L’Alleanza contro la povertà in Italia sta elaborando alcune proposte destinate al miglioramento del Decreto per l’attuazione del Reddito di Cittadinanza (RdC) e, attraverso un documento pubblicato il 24 gennaio, invita Governo e Parlamento ad avviare un dialogo nell’interesse dei poveri. In questo articolo vediamo brevemente i contenuti del comunicato (disponibile qui) diffuso da questa associazione che coinvolge 38 organizzazioni che si occupano a vario titolo di povertà in Italia.
Il modello
Il RdC incrementa i fondi destinati ai poveri; come vi abbiamo mostrato in questo approfondimento quello stanziato dalla Legge di Bilancio è infatti il più alto ammontare di risorse destinato alla lotta alla povertà in Italia. Come sottolinea l’Alleanza, si tratta di un risultato chiaramente positivo ma che si accompagna a una serie di criticità che riguardano gli interventi messi in campo.
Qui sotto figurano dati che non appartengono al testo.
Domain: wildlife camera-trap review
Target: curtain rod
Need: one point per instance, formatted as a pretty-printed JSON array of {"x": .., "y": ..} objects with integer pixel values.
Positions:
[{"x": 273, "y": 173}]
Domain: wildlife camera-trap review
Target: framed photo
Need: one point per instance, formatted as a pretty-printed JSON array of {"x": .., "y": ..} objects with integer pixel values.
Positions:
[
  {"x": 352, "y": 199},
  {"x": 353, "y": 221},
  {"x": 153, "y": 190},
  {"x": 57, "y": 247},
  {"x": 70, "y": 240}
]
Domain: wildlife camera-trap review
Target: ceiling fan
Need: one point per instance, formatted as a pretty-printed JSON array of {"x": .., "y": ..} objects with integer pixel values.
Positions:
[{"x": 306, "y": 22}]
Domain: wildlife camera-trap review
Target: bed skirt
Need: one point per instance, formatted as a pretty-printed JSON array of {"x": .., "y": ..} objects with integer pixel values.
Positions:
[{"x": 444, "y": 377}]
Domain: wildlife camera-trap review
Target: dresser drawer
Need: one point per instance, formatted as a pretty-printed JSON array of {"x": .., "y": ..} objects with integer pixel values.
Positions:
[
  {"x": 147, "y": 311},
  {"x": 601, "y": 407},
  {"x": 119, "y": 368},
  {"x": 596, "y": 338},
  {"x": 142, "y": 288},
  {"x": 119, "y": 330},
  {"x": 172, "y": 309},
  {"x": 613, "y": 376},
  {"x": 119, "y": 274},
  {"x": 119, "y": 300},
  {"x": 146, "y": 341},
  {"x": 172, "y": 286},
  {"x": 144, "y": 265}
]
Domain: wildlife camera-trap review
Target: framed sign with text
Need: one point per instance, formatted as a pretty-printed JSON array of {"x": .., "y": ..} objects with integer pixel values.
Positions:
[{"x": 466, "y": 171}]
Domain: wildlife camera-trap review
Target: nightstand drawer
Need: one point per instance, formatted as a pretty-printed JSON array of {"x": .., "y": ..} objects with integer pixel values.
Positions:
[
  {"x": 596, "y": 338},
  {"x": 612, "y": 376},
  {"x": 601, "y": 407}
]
Le misure previste dal RdC si concentrano infatti esclusivamente sulla ricerca del lavoro. Tuttavia, numerosi poveri non sono in condizioni di lavorare. L’errore di fondo del RdC consiste nel fare dell’incremento dell’occupazione un obiettivo che in realtà non compete alle politiche contro la povertà. Inoltre, il potenziamento dei centri per l’impiego, richiederà un tempo significativo prima di poter effettivamente diventare concreto.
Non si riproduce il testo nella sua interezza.